California generally follows these rules, but with a slight wrinkle. The state exempts leases of “tangible property leased in substantially the same form as acquired by the lessor” when the lessor paid sales tax measured by the purchase price of the property.2 Essentially, this provision allows a taxpayer to choose whether to pay the sales tax on its purchase of the property or to collect and remit the sales tax on the rental revenue.
In addition, California excludes a transaction from being considered a “lease” if it meets three conditions:
- The property is used on the grantor’s premises,
- The charge is for less than $20 and
- The use is for less than a 24-hour period.3
First, the Taxpayer argued that it met the lease exclusion since it charges less than $20 per race. However, California’s OTA, found these arguments to be unpersuasive. Specifically, regarding the multi-race packages, the OTA explained that the total price is the relevant data point, not a “per-race” price, based on an example in the regulations where a customer rented multiple tools. While the specific rental rate for each tool was under $20, the lease did not meet the exclusion because the aggregate rental amount exceeded $20. The OTA also noted that the taxable amount of the go-kart packages must include the license fee as it is a payment required by the Taxpayer.
Next, K1 argued that the go-kart racing packages constitutes an amusement service and not a lease of tangible personal property since the true object of the purchase is to participate in races and not specifically the possession of the go-karts themselves.

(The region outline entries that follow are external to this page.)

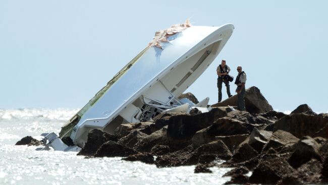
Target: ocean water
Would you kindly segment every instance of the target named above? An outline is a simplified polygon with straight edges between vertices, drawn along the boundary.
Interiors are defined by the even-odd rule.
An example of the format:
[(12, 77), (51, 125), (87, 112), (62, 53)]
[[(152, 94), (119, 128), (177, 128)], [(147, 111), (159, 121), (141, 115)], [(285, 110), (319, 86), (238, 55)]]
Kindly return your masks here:
[[(0, 109), (0, 184), (221, 184), (231, 168), (211, 168), (212, 173), (194, 173), (195, 166), (158, 168), (120, 157), (84, 158), (76, 152), (35, 151), (15, 146), (26, 136), (41, 139), (58, 134), (78, 110)], [(217, 161), (220, 162), (220, 161)]]

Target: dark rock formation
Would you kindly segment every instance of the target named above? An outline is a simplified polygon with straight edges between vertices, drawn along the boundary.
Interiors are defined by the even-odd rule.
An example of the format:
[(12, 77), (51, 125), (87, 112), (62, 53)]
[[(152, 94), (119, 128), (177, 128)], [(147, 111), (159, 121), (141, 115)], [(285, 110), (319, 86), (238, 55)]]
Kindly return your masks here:
[(299, 180), (306, 184), (319, 184), (322, 169), (321, 162), (316, 159), (311, 159), (297, 168)]
[(270, 148), (276, 149), (288, 144), (293, 144), (298, 140), (298, 138), (290, 133), (278, 130), (274, 132), (271, 136), (269, 142), (264, 146), (263, 150), (267, 150)]
[[(237, 106), (237, 96), (235, 95), (221, 103), (211, 106), (212, 107)], [(260, 90), (252, 86), (246, 90), (245, 94), (245, 105), (247, 112), (251, 114), (265, 113), (273, 110)]]
[(154, 155), (163, 155), (170, 153), (170, 148), (169, 146), (165, 145), (155, 145), (150, 151), (152, 154)]
[(134, 148), (142, 152), (150, 152), (156, 145), (168, 145), (167, 139), (167, 126), (149, 135), (141, 141), (137, 143)]
[(182, 150), (157, 157), (155, 164), (157, 167), (196, 164), (198, 159), (192, 157), (194, 150), (192, 145), (189, 145)]
[(223, 176), (232, 176), (234, 174), (246, 174), (249, 172), (249, 170), (248, 169), (246, 168), (245, 167), (241, 166), (241, 167), (238, 167), (237, 168), (235, 168), (230, 171), (227, 172), (224, 175), (223, 175)]
[(248, 176), (242, 173), (236, 173), (234, 174), (231, 176), (231, 179), (225, 183), (225, 184), (245, 184), (248, 180)]
[(322, 182), (328, 183), (328, 152), (324, 154), (323, 159), (322, 169), (321, 171), (322, 177)]
[(296, 176), (287, 175), (281, 179), (277, 184), (278, 185), (300, 185), (304, 183)]
[(277, 121), (283, 118), (286, 114), (275, 111), (270, 111), (265, 113), (261, 114), (260, 115), (269, 120)]
[(182, 94), (181, 95), (179, 96), (179, 97), (178, 97), (178, 98), (180, 100), (185, 98), (189, 99), (190, 101), (192, 102), (195, 104), (197, 104), (199, 103), (196, 97), (195, 97), (195, 96), (191, 92), (187, 92), (184, 94)]
[(63, 137), (62, 138), (62, 141), (67, 146), (74, 145), (74, 143), (73, 142), (73, 140), (69, 137)]
[(108, 141), (100, 146), (94, 156), (96, 157), (127, 157), (137, 153), (138, 152), (133, 149), (114, 141)]
[(257, 152), (260, 153), (263, 147), (270, 139), (272, 132), (265, 130), (258, 130), (254, 128), (243, 143), (248, 143)]
[(258, 153), (247, 143), (241, 144), (232, 156), (231, 161), (240, 163), (256, 157)]
[(233, 152), (238, 146), (248, 137), (248, 134), (233, 135), (226, 136), (216, 136), (216, 140), (222, 140), (231, 152)]
[(251, 183), (274, 184), (287, 175), (296, 173), (296, 170), (285, 159), (267, 159), (259, 162), (249, 177), (248, 182)]
[(197, 108), (194, 108), (190, 110), (189, 114), (190, 115), (196, 115), (197, 114), (201, 114), (201, 111), (199, 111)]
[(43, 143), (39, 140), (37, 140), (31, 136), (24, 137), (20, 141), (17, 141), (15, 145), (26, 145), (28, 146), (39, 146), (42, 145)]
[(297, 168), (312, 158), (321, 161), (319, 147), (320, 145), (313, 138), (304, 137), (295, 144), (294, 152), (288, 162), (291, 166)]
[(119, 138), (121, 138), (128, 135), (133, 130), (142, 129), (152, 123), (152, 122), (138, 122), (121, 124), (115, 130), (115, 135)]
[(205, 164), (198, 164), (194, 170), (195, 173), (212, 173), (212, 170), (208, 168), (208, 165)]
[(186, 148), (157, 157), (155, 163), (158, 167), (209, 163), (216, 158), (227, 160), (231, 157), (229, 149), (222, 141), (203, 145), (195, 149), (190, 145)]
[(246, 111), (235, 111), (229, 112), (228, 117), (241, 122), (257, 125), (267, 125), (274, 123), (273, 121), (268, 120), (260, 115), (253, 115)]
[(328, 120), (318, 116), (304, 114), (287, 115), (275, 123), (274, 131), (288, 132), (299, 138), (312, 136), (328, 124)]
[(100, 146), (108, 141), (117, 141), (117, 137), (100, 129), (93, 129), (88, 133), (88, 140), (78, 155), (93, 156)]
[(313, 113), (312, 109), (307, 104), (303, 104), (297, 107), (296, 109), (294, 110), (291, 113), (291, 114), (300, 114), (300, 113), (305, 113), (307, 112), (312, 112)]
[(178, 150), (191, 143), (191, 138), (198, 130), (206, 128), (227, 112), (214, 108), (210, 112), (194, 116), (178, 115), (171, 117), (167, 136), (171, 149)]
[(193, 155), (199, 158), (203, 154), (213, 154), (223, 160), (230, 159), (232, 155), (229, 148), (221, 140), (213, 141), (200, 146), (196, 149)]
[(240, 121), (224, 118), (217, 120), (212, 125), (197, 132), (191, 141), (195, 146), (217, 140), (217, 136), (229, 136), (248, 134), (253, 126)]
[(313, 138), (321, 137), (323, 138), (328, 139), (328, 124), (326, 125), (326, 126), (323, 128), (315, 133), (312, 137)]
[(128, 161), (141, 161), (147, 164), (154, 163), (154, 157), (150, 153), (138, 153), (129, 155), (128, 157), (122, 159)]
[(120, 139), (118, 143), (130, 148), (133, 148), (137, 143), (140, 142), (148, 136), (148, 135), (139, 130), (134, 130), (127, 136)]

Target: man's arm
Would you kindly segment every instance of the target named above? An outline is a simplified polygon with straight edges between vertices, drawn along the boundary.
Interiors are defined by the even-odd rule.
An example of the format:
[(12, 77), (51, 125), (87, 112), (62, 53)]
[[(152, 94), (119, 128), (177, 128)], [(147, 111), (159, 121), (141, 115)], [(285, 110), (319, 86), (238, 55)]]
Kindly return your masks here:
[(244, 88), (244, 87), (245, 87), (245, 83), (241, 83), (241, 85), (240, 85), (240, 87), (241, 87), (240, 88), (240, 89), (238, 90), (238, 92), (237, 92), (238, 94), (239, 94), (240, 92), (241, 92), (241, 90), (243, 89), (243, 88)]

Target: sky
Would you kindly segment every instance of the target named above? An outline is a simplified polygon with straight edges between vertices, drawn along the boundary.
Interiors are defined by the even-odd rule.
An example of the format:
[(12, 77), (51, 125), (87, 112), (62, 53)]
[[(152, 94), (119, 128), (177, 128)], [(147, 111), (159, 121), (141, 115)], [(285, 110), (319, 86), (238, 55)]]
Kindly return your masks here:
[(190, 19), (235, 30), (186, 92), (216, 103), (223, 59), (235, 77), (241, 65), (246, 88), (258, 87), (274, 109), (326, 113), (327, 10), (323, 0), (0, 0), (0, 109), (81, 108), (156, 31)]

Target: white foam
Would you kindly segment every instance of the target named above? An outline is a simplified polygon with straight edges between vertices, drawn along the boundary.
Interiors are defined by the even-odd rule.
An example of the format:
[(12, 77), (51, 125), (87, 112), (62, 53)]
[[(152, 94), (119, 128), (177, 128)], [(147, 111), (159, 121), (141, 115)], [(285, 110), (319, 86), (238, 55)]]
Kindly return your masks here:
[(120, 157), (85, 159), (75, 152), (35, 151), (15, 146), (23, 137), (59, 132), (76, 109), (0, 110), (0, 184), (220, 184), (231, 168), (211, 168), (212, 173), (194, 173), (195, 166), (158, 168), (155, 165), (123, 161)]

The OTA disagreed again, explaining that the test here is whether possession and control of the property in question was transferred to the lessee, as distinguished from situations where the lessor retains possession of and operates the property under a service agreement. In this case, the customer had sufficient control over the operation of the go-karts since it primarily controlled speed and direction. The lessor’s control over the go-karts was limited to the following:
- Programming go-karts to a variety of pre-set speeds to accommodate various skill levels;
- Automatically reducing the go-kart speed while in the pit area; and
- Remotely turning off the go-karts in the case of emergencies.
Based on this, the OTA concluded that K1 was liable for sales tax as a lessor of tangible personal property.
The bottom line
Businesses involved in providing possession of tangible property in connection with a service or for a particular purpose should consider whether the transaction will be treated as a taxable lease of property.
Aprio’s SALT team has experience with these types of transactions and can assist your business to determine its sales tax obligations so that you do not incur any unexpected tax liabilities and penalties. We constantly monitor these and other important state tax topics, and we will include any significant developments in future issues of the Aprio SALT Newsletter.
1 In the Matter of the Appeal of K1 Speed, Inc., 2023-OTA-294, OTA Case No. 20015720, December 19, 2022.
2 Cal. Rev. & Tax Code §§ 6006(g)(5) and 6010(e)(5); Cal. Code Regs., tit. 18, § 1660(b)(1)(E).
3 Cal. Code Regs., tit. 18, § 1660(e)(1).